Sinon, bien qu’il ne mette pas en scène le commissaire Erlendur, bien que son intrigue ne soit pas contemporaine, il happe sans réserve l’intérêt et la curiosité du lecteur, le plonge dans une atmosphère historique particulière absolument fascinante, dépasse, et de loin, le cadre purement policier du genre dans lequel il s’inscrit.
Eblouissant. Une fois encore.
“Les troupes américaines remplaçaient peu à peu les soldats britanniques et on pouvait à peine faire un pas dans Reykjavik sans tomber sur des camions, des barrières de protection faites de sacs de sable, des bouches de canons et des jeeps militaires. La guerre avait rendu cette petite ville paisible complètement méconnaissable.”

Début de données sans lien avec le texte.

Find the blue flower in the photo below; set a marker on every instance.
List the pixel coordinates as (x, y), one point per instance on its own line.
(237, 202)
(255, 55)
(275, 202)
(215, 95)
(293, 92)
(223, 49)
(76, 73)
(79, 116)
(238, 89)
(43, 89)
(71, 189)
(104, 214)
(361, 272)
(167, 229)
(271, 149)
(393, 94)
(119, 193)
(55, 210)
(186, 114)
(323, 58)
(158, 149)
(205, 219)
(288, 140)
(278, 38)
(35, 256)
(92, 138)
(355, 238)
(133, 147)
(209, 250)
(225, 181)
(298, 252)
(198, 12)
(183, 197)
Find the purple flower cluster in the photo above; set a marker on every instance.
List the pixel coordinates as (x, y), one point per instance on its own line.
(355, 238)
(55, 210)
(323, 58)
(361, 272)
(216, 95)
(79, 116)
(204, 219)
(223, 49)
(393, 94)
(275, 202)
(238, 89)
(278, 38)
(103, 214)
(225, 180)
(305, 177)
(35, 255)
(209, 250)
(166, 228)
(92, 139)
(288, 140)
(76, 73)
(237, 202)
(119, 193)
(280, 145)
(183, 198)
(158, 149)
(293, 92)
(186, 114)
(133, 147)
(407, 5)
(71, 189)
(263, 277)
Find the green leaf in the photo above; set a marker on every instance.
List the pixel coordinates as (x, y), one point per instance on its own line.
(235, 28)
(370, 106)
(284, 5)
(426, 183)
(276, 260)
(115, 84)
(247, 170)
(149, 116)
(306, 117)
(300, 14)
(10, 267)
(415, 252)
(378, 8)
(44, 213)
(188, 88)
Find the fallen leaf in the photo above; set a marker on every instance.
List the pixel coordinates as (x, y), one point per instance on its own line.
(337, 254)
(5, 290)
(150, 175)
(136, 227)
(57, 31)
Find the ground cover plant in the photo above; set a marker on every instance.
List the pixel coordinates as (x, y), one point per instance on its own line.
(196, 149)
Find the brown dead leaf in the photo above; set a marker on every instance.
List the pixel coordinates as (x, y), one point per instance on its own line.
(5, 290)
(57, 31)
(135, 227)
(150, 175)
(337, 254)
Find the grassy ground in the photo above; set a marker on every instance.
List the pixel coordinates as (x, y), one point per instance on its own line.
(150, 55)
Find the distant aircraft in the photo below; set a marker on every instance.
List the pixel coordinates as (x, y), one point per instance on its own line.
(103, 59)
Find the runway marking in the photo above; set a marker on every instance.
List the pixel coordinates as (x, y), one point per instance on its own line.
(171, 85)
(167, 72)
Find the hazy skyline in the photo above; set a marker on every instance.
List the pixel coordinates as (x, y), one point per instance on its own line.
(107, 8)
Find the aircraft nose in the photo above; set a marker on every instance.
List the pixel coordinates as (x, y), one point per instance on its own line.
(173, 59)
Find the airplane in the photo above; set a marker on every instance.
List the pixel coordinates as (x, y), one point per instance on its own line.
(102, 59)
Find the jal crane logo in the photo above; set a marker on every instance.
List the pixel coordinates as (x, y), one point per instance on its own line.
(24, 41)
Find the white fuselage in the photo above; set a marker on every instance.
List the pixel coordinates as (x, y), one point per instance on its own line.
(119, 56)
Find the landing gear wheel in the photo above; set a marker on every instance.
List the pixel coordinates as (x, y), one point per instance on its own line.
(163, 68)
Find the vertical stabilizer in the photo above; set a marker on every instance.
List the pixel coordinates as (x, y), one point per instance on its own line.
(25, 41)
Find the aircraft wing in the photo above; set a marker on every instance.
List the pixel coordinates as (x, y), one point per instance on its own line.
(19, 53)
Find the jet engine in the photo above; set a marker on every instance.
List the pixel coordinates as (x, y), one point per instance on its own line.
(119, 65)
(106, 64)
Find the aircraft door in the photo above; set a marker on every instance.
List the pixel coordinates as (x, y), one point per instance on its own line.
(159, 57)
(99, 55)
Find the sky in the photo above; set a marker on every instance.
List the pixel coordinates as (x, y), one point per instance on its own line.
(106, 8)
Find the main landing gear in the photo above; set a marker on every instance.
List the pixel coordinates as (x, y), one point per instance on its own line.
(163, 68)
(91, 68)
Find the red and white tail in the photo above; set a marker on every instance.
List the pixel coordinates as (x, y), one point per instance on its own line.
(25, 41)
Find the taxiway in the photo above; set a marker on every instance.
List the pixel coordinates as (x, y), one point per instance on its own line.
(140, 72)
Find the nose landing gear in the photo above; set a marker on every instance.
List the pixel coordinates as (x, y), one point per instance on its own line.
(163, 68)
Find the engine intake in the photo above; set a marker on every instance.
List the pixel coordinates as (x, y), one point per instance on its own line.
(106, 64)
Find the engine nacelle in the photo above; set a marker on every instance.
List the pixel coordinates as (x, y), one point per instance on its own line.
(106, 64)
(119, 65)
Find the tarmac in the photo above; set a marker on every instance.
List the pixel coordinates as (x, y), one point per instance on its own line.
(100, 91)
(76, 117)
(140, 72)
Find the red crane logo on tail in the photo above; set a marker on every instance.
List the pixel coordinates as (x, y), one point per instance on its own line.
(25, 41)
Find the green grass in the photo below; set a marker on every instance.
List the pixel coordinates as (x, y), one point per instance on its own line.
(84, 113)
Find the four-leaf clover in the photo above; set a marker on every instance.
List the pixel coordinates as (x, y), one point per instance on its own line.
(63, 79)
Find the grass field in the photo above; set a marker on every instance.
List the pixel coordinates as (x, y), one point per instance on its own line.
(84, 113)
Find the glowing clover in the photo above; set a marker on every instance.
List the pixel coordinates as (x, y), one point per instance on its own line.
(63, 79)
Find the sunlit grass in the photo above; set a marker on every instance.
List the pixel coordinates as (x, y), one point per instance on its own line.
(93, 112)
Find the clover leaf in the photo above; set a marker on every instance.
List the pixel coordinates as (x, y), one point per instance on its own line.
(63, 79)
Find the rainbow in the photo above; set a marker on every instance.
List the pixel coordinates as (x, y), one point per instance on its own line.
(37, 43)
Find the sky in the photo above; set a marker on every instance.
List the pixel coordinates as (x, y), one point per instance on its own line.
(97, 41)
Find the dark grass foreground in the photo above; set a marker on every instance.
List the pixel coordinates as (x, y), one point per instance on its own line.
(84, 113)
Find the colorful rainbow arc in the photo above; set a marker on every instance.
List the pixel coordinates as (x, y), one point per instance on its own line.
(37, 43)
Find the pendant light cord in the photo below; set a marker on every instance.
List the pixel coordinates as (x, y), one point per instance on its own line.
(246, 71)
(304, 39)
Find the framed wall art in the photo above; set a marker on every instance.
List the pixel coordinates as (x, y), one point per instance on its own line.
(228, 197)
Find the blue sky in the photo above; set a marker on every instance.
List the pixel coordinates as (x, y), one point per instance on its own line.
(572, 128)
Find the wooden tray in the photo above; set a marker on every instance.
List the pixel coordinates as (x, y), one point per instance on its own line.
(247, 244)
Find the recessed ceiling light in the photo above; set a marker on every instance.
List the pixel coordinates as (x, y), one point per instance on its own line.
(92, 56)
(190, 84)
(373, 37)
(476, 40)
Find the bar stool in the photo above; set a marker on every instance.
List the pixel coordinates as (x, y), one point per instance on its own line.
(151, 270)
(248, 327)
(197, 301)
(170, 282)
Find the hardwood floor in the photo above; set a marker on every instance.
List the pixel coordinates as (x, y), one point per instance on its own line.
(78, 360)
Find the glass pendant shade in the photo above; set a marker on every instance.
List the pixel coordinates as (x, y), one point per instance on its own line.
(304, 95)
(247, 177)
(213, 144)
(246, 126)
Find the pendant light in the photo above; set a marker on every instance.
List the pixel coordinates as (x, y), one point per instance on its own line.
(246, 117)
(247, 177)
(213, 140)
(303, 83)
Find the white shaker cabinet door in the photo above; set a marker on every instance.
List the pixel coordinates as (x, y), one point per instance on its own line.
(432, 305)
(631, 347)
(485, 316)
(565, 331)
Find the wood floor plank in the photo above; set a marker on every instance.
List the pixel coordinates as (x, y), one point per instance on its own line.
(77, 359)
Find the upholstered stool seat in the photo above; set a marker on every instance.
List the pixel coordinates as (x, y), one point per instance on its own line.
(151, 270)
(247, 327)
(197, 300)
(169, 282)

A la fois romanesque, historique, social et policier, ce récit rend compte d’un pays, l’Islande, de son statut inédit de neutralité pendant la Seconde guerre mondiale et s’attache à décrire avec précision les conditions de vie d’une population qui, en 1941, doit faire face à la présence de troupes étrangères sur son territoire, s’adapter aux changements et aux transformations d’une île occupée qui voit son économie s’intensifier autour de la capitale, attirer les Islandais de province, et parallèlement met en scène un jeune duo d’enquêteurs, l’un issu de la police criminelle islandaise, Flovent, l’autre, désigné par les militaires parce qu’il est bilingue, Thorson, né de parents islandais installés au Canada.
“On n’a pas du tout l’habitude d’enquêter sur ces choses-là. Les Islandais n’ont aucune expérience.”
Sans jamais avoir collaboré ensemble auparavant, tous deux inexpérimentés dans leur fonction d’enquêteurs, ils sont chargés d’élucider le meurtre d’un représentant de commerce, tué d’une balle provenant d’un Colt 45 américain et marqué sur son front d’une croix gammée dessinée de son sang.
Si l’intrigue semble, par certains côtés, se rallier à une histoire d’espionnage, voire de contre-espionnage, beaucoup plus subtile, elle interfère aussi dans des affaires sentimentales liées à la présence des soldats et à l’émancipation de certaines femmes islandaises “dans la situation” (désireuses d’échapper à une vie austère et rurale en épousant un militaire étranger), pénètre les quartiers pauvres de la capitale, les villages reculés du sud de l’île (avec un côté exotique pour le lecteur français), évoque l’intérêt des nazis pour l’Islande et sa race nordique, “restée pure depuis l’époque viking”, leurs recherches génétiques et anthropologiques ; et demeure captivante et troublante de bout en bout.
Des rebondissements déroutants, des pistes multiples, tantôt classiques, tantôt inattendues, des enquêtes menées en équipe et en parallèle, rapportées en alternance, un mystère continu, offrent au récit un rythme puissant auquel le lecteur ne peut se dérober.
Une lecture intense et exclusive, un divertissement intelligent à la fois stupéfiant et grisant où la réalité des situations, la profondeur et le réalisme des personnages imprègnent sans distance, superbement convaincants.
Par sa précision des détails, l’extrême cohérence et fidélité des situations à l’époque qu’il décrit, l’auteur donne vie à ses personnages, recrée une ambiance socio-historique si expressive et palpable que le lecteur y pénètre sans difficulté et la respire avec curiosité. Immédiatement interpellé, sans l’obligation de connaissances historiques préalables pour se la représenter.
Et sans doute aussi parce que ses personnages n’ont rien d’héroïques, inexpérimentés encore dans l’exercice de leurs fonctions, menés par leur désir de liberté ou d’émancipation, intensément humains et faillibles, toujours nuancés, ils préoccupent le lecteur, secondaires ou non, le retiennent, l’entraînent à lire toujours plus loin, plus vite. En état de tension exaltante. Jusqu’à poursuivre même sur les premières pages du tome 2 (ajoutées en fin de volume) et à ressentir une immense frustration.
Merci quand même à Eric Boury, son traducteur. Mais d’ici octobre, l’attente sera longue et bien cruelle.
Le 2ème tome, La femme de l’ombre paraîtra en octobre 2017 et le 3ème tome, Passage des Ombres, en mars 2018, aux Editions Métailié.